ESP8266
The ESP8266 is a low-cost Wi-Fi chip with full TCP/IP stack and MCU (Micro Controller Unit) capability produced by Shanghai-based Chinese manufacturer, Espressif Systems.
The chip first came to the attention of western makers in August 2014 with the ESP-01 module, made by a third-party manufacturer, AI-Thinker. This small module allows microcontrollers to connect to a Wi-Fi network and make simple TCP/IP connections using Hayes-style commands. However, at the time there was almost no English-language documentation on the chip and the commands it accepted. The very low price and the fact that there were very few external components on the module which suggests that it could eventually be very inexpensive in volume, attracted many hackers to explore the module, chip, and the software on it, as well as to translate the Chinese documentation.

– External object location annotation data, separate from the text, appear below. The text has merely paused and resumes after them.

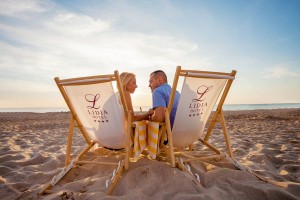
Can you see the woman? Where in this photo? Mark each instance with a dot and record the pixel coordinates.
(128, 82)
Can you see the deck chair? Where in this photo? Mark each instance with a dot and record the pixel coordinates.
(201, 91)
(98, 111)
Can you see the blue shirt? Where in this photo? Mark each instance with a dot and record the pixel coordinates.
(161, 97)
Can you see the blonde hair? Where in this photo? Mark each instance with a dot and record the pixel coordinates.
(125, 77)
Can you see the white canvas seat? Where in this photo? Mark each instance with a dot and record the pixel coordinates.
(102, 117)
(200, 93)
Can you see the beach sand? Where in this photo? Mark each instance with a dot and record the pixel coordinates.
(267, 141)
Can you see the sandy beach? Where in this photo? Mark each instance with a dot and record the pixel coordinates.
(267, 141)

The ESP8285 is an ESP8266 with 1 MB of built-in flash, allowing for single-chip devices capable of connecting to Wi-Fi.
Features:
- 32-bit RISC CPU: Tensilica Xtensa LX106 running at 80 MHz
- 64 KiB of instruction RAM, 96 KiB of data RAM
- External QSPI flash - 512 KiB to 4 MiB* (up to 16 MiB is supported)
- IEEE 802.11 b/g/n Wi-Fi
- Integrated TR switch, balun, LNA, power amplifier and matching network
- WEP or WPA/WPA2 authentication, or open networks
- 16 GPIO pins
- SPI, I²C,
- I²S interfaces with DMA (sharing pins with GPIO)
- UART on dedicated pins, plus a transmit-only UART can be enabled on GPIO2
- 1 10-bit ADC
Nota: Both the CPU and flash clock speeds can be doubled by overclocking on some devices. CPU can be run at 160 MHz and flash can be sped up from 40 MHz to 80 MHz. Success varies chip to chip.